The long and short of it

Shorts
Directors: Shlok Sharma Siddhartha Gupt Anirban Roy Rohit Pandey Neeraj Ghaywan

In a week dominated by Bhaag Milkha Bhaag, it’s almost subversive to pop into a theatre with three other people to watch a film called Shorts. It takes gumption for Anurag Kashyap to release such a film in such a week, but then, commercially releasing a series of indie short films in India in any week requires courage, and a commitment to a culture of better cinema. A commitment that Kashyap has demonstrated repeatedly: it was little over seven months ago that a similar project, a collaborative film involving 12 directors, opened to near-empty theatres.
The short film, that building block of intellectual cinema, has great potential to be a feeder system for the great resurgence of Parallel Cinema we’re told is right around the corner. As a travelling circus for new talent, it is a cost-effective model that really deserves more commercial support in order to break out of the festival circuit. Of course, Sturgeon’s Law applies; the constraints of time mean that most filmmakers struggle to both make a coherent point and tell a coherent story. It is a challenge the directors of the five films in Shorts struggle with. While two films — Shlok Sharma’s Sujata and Neeraj Ghaywan’s Shor, though Anirban Roy’s Audacity comes close — not only rise to it but tell compelling stories, the other two overreach and fail to connect. With attention spans (this reviewer’s included) where they are, it is very easy to lose your audience if your short doesn’t strike an immediate chord; it can make 20 minutes seem like 40.

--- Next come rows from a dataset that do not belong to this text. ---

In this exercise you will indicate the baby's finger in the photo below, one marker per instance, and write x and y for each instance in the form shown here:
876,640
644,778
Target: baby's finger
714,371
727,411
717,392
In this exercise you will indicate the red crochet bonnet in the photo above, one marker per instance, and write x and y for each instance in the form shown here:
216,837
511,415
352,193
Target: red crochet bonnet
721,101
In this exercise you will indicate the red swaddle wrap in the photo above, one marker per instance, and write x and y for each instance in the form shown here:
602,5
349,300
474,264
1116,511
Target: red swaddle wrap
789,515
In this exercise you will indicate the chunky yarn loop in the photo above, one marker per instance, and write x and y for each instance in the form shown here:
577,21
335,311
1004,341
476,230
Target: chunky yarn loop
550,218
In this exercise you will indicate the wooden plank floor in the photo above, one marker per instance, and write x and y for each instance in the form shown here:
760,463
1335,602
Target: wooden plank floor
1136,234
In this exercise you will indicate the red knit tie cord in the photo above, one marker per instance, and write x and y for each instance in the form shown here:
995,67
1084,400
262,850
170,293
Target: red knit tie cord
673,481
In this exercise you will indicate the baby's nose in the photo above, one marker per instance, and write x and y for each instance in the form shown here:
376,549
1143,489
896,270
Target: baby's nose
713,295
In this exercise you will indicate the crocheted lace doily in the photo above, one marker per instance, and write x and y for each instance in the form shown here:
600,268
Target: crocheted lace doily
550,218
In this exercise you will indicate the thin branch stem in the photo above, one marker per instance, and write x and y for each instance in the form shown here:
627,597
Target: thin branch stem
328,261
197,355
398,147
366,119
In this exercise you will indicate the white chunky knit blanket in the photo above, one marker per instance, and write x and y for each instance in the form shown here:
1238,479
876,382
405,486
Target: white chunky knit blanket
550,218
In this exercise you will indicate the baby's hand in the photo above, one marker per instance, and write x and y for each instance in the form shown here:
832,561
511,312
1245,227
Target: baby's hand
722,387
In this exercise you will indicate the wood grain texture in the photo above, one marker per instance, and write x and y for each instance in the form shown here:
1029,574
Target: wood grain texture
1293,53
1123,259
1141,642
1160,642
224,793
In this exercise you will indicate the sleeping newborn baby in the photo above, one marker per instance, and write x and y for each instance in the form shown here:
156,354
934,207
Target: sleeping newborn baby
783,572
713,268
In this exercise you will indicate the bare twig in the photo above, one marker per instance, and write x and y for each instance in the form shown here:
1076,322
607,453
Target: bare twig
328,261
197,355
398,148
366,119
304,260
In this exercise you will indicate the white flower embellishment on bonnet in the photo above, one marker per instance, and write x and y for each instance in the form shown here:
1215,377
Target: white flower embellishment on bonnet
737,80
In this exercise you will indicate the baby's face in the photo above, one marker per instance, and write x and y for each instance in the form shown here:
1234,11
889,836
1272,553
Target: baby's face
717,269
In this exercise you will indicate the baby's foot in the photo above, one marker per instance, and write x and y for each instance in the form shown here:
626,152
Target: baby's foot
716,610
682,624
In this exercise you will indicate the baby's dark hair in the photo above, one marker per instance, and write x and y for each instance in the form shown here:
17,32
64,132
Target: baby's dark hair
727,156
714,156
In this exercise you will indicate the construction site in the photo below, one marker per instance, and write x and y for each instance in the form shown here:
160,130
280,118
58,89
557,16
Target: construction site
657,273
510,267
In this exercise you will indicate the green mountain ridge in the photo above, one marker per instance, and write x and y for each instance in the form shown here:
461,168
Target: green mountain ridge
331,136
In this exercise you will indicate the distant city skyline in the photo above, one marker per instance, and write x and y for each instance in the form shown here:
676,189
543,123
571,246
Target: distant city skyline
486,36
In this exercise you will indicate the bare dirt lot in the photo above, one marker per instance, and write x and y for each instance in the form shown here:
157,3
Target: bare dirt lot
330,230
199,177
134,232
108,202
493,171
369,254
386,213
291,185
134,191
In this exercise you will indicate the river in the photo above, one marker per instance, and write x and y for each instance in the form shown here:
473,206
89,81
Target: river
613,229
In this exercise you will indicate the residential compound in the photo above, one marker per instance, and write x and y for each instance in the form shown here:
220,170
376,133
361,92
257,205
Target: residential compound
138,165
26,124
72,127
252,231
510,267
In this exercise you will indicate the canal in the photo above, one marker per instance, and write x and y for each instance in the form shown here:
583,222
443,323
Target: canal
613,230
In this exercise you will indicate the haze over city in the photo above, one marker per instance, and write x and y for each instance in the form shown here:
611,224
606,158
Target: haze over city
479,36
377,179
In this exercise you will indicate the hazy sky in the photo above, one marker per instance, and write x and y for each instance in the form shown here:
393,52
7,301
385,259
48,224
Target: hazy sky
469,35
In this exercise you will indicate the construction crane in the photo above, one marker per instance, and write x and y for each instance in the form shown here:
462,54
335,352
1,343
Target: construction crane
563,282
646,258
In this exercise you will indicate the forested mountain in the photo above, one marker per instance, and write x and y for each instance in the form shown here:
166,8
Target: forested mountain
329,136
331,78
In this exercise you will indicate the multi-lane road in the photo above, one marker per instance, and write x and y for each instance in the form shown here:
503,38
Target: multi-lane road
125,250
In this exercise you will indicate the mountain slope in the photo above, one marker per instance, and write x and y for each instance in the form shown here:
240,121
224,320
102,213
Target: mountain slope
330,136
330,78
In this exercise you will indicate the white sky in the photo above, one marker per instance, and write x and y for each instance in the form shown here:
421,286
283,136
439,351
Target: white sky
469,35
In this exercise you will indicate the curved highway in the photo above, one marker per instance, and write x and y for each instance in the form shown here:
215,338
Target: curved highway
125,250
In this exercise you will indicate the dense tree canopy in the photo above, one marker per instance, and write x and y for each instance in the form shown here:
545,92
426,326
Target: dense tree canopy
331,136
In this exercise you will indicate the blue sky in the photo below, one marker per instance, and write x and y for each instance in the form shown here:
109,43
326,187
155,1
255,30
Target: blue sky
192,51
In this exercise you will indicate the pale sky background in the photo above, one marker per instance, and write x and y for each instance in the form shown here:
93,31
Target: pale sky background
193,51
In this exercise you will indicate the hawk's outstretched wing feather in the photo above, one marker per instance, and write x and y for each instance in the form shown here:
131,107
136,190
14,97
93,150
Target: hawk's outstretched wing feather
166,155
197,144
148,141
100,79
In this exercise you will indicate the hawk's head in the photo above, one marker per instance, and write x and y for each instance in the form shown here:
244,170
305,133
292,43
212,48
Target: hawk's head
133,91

The five directors in Shorts come from different backgrounds, but in their sensibilities, belong to the Kult of Kashyap (three of them — Sharma, Pandey and Ghaywan — have served as assistant directors in his films). Sujata, for instance, despite scriptwriter Annie Zaidi’s best efforts at foreshadowing, never leaves the audience prepared for the violence of its conclusion, the creativity of which has shades of Kashyap (and therefore Tarantino). Siddhartha Gupt’s The Epilogue uses many of the paranoia-inducing tight close-ups from That Girl With Yellow Boots. Pandey’s Nawazuddin-starring Mehfuz has Kashyap’s fetishisation of the weird. Of course, that is not to say that the films are derivative; they are, on the contrary, refreshingly original works that show the variety that exists even in this corner of the indie circuit. The only thing they seem to have in common is that no producer worth his Armani cufflinks would let ideas like them anywhere close to his money.
If anything, the films are connected by a thread of women asserting themselves through whatever means at their disposal (except Mehfuz, where the plot predictably revolves around Nawazuddin). While Huma Qureshi in Sujata resorts to violence to rid her of her torturer, Richa Chadda in The Epilogue uses persistence, albeit as seen from a male perspective, as all five offerings are (though the perspective differs). In Audacity, a cheeky yet dark comedy that could have been the highlight if it had been a little more creative in its execution, Preeti Singh plays a powerless teenager standing up to her abusive father. Ratnabali Bhattacharjee in Shor, on the other hand, uses the confidence gained from being the family’s breadwinner to hold her own in her marriage. It is these performances that play a large part in the films’ quality, and it is no accident that it is Qureshi and Bhattacharjee who steal the show.
It is no accident either, given the talent that we know exists on the fringes of mainstream cinema, that Shorts, for all its trappings of an extended audition, does have moments of sheer brilliance, which make it worth almost every penny.